Republican leaders in Congress really, really don’t want their fellow lawmakers to have the chance to vote on marijuana amendments.
In the latest in a long series of roadblocks thrown up in front of developments on the issue over the past several years, a key House panel prevented four cannabis measures from reaching the floor on Wednesday night.
Three of the proposals concerned military veterans’ ability to access medical cannabis without punishment or hardship, and one was about water rights for marijuana and hemp growers.
All four were blocked by the Rules Committee and its chairman, Pete Sessions (R-TX).
One of the amendments, a move to allow veterans to receive medical cannabis recommendations from their Department of Veterans Affairs (VA) doctors, has previously been approved by both the full House and Senate, but has never been enacted into law.

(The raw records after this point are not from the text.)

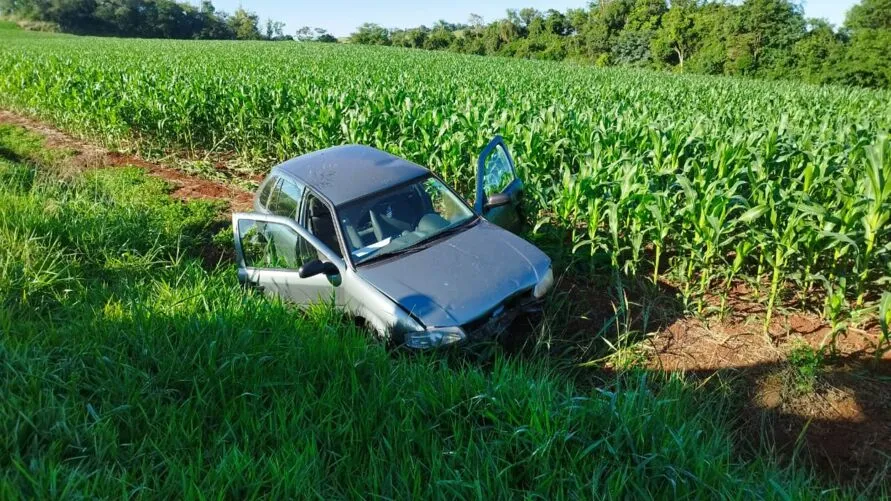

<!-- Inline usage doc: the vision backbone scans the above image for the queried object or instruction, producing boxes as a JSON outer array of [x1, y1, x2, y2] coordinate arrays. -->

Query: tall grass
[[0, 127, 843, 499], [0, 32, 891, 338]]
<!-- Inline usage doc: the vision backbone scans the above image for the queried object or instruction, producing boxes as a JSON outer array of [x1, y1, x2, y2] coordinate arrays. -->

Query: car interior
[[340, 183, 460, 258]]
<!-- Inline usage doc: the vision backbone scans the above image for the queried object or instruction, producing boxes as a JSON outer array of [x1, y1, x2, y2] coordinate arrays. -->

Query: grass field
[[0, 126, 850, 499], [0, 27, 891, 492], [0, 31, 891, 344]]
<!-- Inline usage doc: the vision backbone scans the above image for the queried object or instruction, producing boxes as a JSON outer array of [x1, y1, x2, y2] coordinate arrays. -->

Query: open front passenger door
[[232, 212, 345, 305], [474, 136, 524, 232]]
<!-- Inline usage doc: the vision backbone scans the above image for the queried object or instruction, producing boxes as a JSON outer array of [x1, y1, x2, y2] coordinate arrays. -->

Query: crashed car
[[232, 137, 554, 348]]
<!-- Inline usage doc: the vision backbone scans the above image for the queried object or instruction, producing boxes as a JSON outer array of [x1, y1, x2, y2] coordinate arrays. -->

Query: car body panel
[[356, 220, 550, 327], [232, 137, 551, 348], [474, 136, 525, 233]]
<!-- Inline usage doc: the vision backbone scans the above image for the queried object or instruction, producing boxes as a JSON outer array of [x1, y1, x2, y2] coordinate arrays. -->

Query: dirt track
[[0, 110, 891, 480], [0, 110, 253, 211]]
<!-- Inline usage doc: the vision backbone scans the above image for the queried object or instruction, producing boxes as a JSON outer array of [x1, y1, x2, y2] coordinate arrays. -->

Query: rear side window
[[266, 179, 303, 219], [257, 176, 278, 209]]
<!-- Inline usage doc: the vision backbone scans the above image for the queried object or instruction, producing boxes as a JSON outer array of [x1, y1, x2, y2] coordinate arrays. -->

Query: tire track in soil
[[0, 110, 253, 212]]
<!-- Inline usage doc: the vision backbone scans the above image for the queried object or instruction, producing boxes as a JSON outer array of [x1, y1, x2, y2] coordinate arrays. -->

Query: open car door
[[474, 136, 525, 232], [232, 212, 345, 305]]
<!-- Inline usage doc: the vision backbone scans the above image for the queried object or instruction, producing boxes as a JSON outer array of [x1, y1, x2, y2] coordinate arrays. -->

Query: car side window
[[238, 219, 318, 270], [483, 144, 516, 196], [267, 179, 303, 219]]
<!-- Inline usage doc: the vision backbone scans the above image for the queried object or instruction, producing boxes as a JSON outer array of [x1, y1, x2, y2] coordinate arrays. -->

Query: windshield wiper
[[356, 217, 480, 264]]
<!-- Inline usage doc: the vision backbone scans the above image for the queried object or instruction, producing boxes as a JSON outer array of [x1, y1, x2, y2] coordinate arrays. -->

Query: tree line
[[0, 0, 891, 88], [349, 0, 891, 87], [0, 0, 337, 42]]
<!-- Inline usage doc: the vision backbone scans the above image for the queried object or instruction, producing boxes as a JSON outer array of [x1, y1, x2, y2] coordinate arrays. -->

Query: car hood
[[357, 220, 551, 327]]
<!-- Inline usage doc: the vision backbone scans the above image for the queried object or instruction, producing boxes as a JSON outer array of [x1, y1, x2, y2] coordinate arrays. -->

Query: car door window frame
[[297, 186, 353, 268], [232, 212, 345, 274], [254, 174, 281, 211], [265, 176, 307, 221], [473, 136, 520, 214]]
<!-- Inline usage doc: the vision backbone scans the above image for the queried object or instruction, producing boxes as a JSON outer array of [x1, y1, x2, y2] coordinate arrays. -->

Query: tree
[[845, 0, 891, 30], [651, 2, 702, 72], [792, 19, 844, 84], [733, 0, 805, 70], [295, 26, 315, 42], [266, 19, 286, 40], [840, 0, 891, 87], [350, 23, 390, 45], [229, 8, 263, 40]]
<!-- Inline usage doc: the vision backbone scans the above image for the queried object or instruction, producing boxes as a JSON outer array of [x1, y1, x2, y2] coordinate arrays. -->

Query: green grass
[[0, 124, 846, 492], [0, 28, 891, 348]]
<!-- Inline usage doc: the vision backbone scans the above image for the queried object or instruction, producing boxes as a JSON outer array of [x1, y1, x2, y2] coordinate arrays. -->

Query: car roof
[[273, 144, 430, 206]]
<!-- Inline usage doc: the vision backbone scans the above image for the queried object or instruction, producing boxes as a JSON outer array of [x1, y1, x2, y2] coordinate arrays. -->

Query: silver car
[[232, 137, 554, 348]]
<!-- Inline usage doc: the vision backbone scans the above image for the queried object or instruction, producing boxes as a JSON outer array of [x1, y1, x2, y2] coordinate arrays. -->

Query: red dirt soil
[[0, 110, 253, 211], [0, 110, 891, 482]]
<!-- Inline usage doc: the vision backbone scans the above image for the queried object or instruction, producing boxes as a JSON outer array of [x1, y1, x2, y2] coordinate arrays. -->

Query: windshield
[[337, 176, 474, 264]]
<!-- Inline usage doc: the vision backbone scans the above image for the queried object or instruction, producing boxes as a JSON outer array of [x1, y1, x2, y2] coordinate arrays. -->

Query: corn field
[[0, 32, 891, 326]]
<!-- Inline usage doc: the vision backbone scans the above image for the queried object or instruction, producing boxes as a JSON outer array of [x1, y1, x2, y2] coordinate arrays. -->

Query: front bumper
[[462, 295, 544, 341]]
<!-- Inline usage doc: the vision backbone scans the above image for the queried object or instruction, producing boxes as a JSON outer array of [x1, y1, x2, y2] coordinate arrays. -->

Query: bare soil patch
[[647, 298, 891, 482], [0, 110, 891, 482], [0, 110, 253, 211]]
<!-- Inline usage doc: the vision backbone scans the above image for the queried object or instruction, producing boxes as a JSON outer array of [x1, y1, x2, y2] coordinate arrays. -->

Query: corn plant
[[0, 31, 891, 346]]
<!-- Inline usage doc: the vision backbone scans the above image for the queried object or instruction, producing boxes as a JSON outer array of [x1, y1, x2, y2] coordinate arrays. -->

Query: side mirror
[[297, 259, 340, 278], [483, 189, 510, 210]]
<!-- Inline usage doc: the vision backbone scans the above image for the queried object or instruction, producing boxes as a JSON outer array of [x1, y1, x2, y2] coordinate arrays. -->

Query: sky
[[209, 0, 857, 37]]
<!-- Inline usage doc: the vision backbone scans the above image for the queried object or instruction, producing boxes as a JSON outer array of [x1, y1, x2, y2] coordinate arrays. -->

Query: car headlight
[[532, 267, 554, 299], [405, 327, 467, 349]]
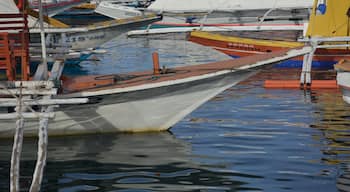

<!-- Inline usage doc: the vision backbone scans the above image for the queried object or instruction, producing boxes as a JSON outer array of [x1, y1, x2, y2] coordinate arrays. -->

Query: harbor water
[[0, 36, 350, 192]]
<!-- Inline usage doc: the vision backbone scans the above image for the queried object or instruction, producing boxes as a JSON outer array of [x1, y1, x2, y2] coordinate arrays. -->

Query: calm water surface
[[0, 35, 350, 192]]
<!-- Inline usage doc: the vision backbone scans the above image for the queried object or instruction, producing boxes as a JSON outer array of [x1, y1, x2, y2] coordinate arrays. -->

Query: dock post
[[300, 41, 317, 88]]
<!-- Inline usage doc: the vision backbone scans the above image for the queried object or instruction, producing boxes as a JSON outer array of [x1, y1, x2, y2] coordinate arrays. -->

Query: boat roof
[[147, 0, 313, 13], [191, 31, 304, 48], [306, 0, 350, 37]]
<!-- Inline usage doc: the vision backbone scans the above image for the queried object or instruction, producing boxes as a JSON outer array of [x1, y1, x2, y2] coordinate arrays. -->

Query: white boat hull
[[0, 70, 256, 137]]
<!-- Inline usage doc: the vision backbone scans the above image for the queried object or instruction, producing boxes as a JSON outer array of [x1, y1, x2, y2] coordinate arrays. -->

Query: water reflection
[[0, 132, 262, 192]]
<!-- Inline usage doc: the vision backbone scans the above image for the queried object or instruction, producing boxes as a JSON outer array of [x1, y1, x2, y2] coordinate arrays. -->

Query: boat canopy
[[306, 0, 350, 37], [0, 0, 19, 14], [148, 0, 313, 12]]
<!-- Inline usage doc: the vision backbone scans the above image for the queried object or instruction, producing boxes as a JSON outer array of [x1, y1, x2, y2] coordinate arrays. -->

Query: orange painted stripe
[[264, 80, 339, 89]]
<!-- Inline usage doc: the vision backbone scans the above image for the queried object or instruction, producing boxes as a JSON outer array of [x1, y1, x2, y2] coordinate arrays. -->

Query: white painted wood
[[0, 88, 57, 95], [127, 24, 303, 36], [0, 98, 89, 107], [147, 0, 313, 13], [10, 117, 24, 192]]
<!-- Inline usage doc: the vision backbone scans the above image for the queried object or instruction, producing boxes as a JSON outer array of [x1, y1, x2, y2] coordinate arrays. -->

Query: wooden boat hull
[[0, 47, 311, 137], [0, 70, 256, 137], [31, 14, 161, 50], [189, 32, 350, 69]]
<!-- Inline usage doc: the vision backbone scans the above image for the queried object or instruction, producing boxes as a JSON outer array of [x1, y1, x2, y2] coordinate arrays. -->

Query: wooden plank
[[0, 98, 89, 107], [0, 112, 55, 120], [0, 88, 57, 95]]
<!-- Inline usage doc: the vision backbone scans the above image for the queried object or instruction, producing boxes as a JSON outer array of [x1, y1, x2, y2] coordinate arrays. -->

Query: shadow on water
[[0, 132, 257, 192]]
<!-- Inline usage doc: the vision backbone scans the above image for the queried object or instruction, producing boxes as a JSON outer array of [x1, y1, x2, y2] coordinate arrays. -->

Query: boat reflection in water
[[0, 132, 258, 191], [304, 90, 350, 192]]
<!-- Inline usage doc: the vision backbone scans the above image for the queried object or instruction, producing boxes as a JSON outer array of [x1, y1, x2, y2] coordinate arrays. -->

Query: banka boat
[[189, 0, 350, 69]]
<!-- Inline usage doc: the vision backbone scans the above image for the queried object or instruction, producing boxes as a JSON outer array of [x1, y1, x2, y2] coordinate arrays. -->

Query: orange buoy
[[264, 80, 338, 89], [152, 52, 160, 75]]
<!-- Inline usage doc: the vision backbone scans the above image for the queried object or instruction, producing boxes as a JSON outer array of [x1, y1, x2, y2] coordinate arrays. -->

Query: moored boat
[[0, 47, 310, 137], [189, 0, 350, 69]]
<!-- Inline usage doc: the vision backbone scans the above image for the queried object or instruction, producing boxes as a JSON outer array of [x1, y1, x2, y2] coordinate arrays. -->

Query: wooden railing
[[0, 13, 30, 80]]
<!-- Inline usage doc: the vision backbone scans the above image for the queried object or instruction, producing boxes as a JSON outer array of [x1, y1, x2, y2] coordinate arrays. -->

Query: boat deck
[[62, 50, 300, 93]]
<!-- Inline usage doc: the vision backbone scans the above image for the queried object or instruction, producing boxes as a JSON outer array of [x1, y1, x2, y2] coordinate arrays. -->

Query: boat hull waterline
[[335, 60, 350, 104], [0, 48, 311, 137]]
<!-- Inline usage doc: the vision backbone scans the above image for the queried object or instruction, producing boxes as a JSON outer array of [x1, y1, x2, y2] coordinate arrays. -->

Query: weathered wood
[[0, 98, 89, 107], [49, 60, 64, 81], [0, 88, 57, 95], [0, 112, 55, 120]]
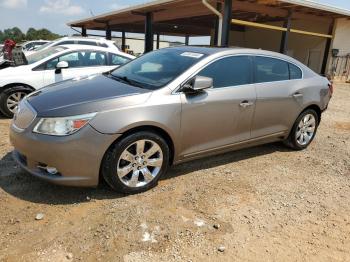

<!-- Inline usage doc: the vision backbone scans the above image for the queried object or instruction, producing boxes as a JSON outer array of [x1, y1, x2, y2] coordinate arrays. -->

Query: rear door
[[181, 56, 256, 157], [252, 56, 302, 138]]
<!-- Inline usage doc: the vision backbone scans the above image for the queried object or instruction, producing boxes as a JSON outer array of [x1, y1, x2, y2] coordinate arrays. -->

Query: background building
[[69, 0, 350, 79]]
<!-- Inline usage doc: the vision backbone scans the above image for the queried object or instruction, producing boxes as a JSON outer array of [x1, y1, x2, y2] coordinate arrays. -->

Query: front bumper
[[10, 121, 120, 187]]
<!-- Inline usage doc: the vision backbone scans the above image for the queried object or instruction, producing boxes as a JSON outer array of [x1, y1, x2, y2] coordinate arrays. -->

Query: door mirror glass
[[56, 61, 69, 69], [183, 76, 213, 93]]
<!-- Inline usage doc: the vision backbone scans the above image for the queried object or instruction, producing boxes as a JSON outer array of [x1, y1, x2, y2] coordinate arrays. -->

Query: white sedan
[[0, 45, 135, 117]]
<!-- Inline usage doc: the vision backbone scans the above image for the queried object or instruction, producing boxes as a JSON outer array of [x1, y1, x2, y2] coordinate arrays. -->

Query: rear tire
[[101, 131, 170, 194], [0, 86, 31, 118], [284, 109, 319, 150]]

Sessions and fellow Republicans did not allow the measure to advance to the floor this year.
Congressman Earl Blumenauer (D-OR) who led the push for the amendment, along with at least 17 cosponsors, said that too many veterans have been “shamefully treated by the VA,” which forces them to seek medical marijuana recommendations from outside doctors who are often expensive and don’t know their health histories.
“It’s in keeping with trying to discourage free flow of ideas here in the House,” Blumenauer told Marijuana Moment in an interview earlier on Wednesday, anticipating the Rules Committee’s continuing cannabis blockade. “Pretty miserable legacy, and this is an example something that the overwhelming majority of people in both the House and the Senate support. There’s bipartisan support for it. There’s no reason that it shouldn’t be debated.”